BIT Milano 2025: Lecce e il Salento in crescita, turismo record e e un mercato immobiliare in fermento
Lecce, un milione di presenze nel 2024: la Puglia si fa strada nei mercati esteri
Il turismo internazionale continua a spingere la crescita della Puglia, rendendola una delle destinazioni più ambite in Italia. Alla Borsa Italiana del Turismo (BIT) 2025 di Milano sono stati presentati dati incoraggianti che confermano il trend positivo: gli arrivi nella regione nel 2024 hanno toccato quota 6 milioni (+10,6% rispetto al 2023), mentre le presenze hanno sfiorato i 21 milioni (+9,7%). Impressionante è il dato relativo ai visitatori stranieri, aumentati del 22% rispetto all'anno precedente, raggiungendo una quota del 40,5% sugli arrivi totali.

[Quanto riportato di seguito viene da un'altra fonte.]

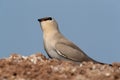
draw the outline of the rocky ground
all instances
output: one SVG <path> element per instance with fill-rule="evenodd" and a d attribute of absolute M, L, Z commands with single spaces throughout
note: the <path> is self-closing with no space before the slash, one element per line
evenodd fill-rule
<path fill-rule="evenodd" d="M 0 59 L 0 80 L 120 80 L 120 63 L 110 65 L 47 59 L 41 53 Z"/>

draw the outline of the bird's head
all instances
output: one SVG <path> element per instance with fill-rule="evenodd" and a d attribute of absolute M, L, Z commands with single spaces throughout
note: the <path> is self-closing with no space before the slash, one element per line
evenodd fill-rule
<path fill-rule="evenodd" d="M 50 32 L 58 30 L 58 24 L 52 17 L 44 17 L 38 19 L 43 32 Z"/>

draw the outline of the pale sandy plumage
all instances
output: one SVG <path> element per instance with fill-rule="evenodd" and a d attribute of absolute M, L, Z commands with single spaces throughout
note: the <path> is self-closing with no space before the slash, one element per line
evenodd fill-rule
<path fill-rule="evenodd" d="M 52 17 L 38 19 L 43 31 L 44 47 L 51 58 L 74 62 L 93 61 L 79 47 L 66 39 L 59 31 L 58 24 Z"/>

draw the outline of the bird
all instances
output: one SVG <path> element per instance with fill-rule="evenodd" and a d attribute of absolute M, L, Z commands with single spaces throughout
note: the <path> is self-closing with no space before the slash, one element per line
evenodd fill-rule
<path fill-rule="evenodd" d="M 68 60 L 73 62 L 92 61 L 100 63 L 85 52 L 76 44 L 68 40 L 59 30 L 57 21 L 52 17 L 43 17 L 38 19 L 42 32 L 44 49 L 50 58 L 58 60 Z"/>

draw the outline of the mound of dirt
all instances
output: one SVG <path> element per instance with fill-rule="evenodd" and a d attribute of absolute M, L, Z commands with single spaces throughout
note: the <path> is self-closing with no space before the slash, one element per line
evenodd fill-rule
<path fill-rule="evenodd" d="M 0 80 L 120 80 L 120 63 L 112 66 L 47 59 L 41 53 L 0 59 Z"/>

Una Puglia sempre più brand internazionale
Un concetto ribadito anche da Rocco De Franchi, responsabile della comunicazione istituzionale della Regione Puglia, che ha
evidenziato come la sfida fosse quella di trasformare la regione in un brand riconoscibile a livello globale.
«Oggi la Puglia non è più un insieme di 250 campanili, ma una comunità che si presenta compatta al mondo. La nostra forza è quella di un popolo che lavora con determinazione per migliorarsi sempre», ha dichiarato De Franchi.
Un successo che, come sottolineato dalla Gazzetta del Mezzogiorno, è frutto non solo delle politiche pubbliche, ma anche della capacità degli operatori privati di sfruttare al meglio i fondi europei e di costruire offerte turistiche di qualità.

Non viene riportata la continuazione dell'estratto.